Visions in Arithmetic and Beyond: Celebrating Peter Sarnak's Work and Impact
Spectral Statistics of Random Regular Graphs
In this lecture, we will review recent works regarding spectral statistics of the normalized adjacency matrices of random $d$-regular graphs on $N$ vertices.
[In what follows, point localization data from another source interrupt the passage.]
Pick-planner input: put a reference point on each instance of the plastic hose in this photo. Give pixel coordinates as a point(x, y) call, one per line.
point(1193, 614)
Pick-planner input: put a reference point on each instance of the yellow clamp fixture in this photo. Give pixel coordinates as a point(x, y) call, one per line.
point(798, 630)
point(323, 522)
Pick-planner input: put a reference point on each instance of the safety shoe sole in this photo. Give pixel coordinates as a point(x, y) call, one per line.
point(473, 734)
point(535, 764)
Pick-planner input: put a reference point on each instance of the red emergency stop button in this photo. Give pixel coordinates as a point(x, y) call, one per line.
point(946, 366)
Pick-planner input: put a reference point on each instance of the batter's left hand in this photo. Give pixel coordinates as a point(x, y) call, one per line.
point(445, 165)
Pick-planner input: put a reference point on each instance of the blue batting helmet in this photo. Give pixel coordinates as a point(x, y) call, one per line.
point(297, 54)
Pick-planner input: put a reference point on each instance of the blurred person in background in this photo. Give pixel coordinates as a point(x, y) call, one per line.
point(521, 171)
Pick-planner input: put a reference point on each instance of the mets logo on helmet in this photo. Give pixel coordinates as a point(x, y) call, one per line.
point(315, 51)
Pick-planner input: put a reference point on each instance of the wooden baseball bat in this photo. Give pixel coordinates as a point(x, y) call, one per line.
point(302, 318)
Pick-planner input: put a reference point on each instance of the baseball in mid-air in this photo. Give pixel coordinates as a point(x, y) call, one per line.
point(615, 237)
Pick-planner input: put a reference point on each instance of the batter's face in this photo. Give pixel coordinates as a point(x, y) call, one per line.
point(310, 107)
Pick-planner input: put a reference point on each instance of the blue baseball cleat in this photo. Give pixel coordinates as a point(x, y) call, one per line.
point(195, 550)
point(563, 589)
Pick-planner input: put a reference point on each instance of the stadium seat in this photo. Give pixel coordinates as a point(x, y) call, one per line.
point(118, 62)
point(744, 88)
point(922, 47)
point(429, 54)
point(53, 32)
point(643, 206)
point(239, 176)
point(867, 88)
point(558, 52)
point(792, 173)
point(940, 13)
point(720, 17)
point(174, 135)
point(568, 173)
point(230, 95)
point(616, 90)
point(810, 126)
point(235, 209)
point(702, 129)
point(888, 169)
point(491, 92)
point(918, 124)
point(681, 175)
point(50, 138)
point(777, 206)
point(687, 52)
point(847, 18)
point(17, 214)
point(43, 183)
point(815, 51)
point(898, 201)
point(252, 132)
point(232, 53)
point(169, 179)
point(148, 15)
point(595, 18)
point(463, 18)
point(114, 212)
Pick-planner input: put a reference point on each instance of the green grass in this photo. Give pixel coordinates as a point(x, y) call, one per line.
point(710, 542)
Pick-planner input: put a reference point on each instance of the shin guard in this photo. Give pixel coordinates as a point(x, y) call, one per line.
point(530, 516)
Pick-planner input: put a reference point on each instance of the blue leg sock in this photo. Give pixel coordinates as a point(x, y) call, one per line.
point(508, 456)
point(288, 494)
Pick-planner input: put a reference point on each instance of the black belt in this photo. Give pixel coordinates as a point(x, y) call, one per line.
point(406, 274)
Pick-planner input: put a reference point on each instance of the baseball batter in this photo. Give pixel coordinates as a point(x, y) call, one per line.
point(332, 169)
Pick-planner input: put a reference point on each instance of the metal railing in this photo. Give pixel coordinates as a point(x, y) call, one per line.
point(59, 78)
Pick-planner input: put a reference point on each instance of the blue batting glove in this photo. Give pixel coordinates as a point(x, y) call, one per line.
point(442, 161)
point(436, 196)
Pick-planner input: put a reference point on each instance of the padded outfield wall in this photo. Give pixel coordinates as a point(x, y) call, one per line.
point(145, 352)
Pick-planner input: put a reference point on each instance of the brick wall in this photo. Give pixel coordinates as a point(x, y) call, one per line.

Denote their eigenvalues by $\lambda_1=d/\sqrt{d-1}\geq \la_2\geq\la_3\cdots\geq \la_N$ and let $\gamma_i$ be the classical location of the $i$-th eigenvalue under the Kesten-McKay law. Our main result asserts that for any $d \ge 3$ the optimal eigenvalue rigidity holds in the sense that
$|\lambda_i-\gamma_i|\leq \frac{N^{\oo_N(1)}}{N^{2/3} (\min\{i,N-i+1\})^{1/3}},\quad \forall i\in \{2,3,\cdots,N\}.$
with probability $1-N^{-1+\oo_N(1)}$. In particular, the characteristic $N^{-2/3}$ fluctuations for Tracy-Widom law is established for the second largest eigenvalue.
Furthermore, for $d \ge N^\varepsilon $ for any $\varepsilon > 0$ fixed, the extremal eigenvalues obey the Tracy-Widom law. This is a joint work with Jiaoyang Huang and Theo McKenzie.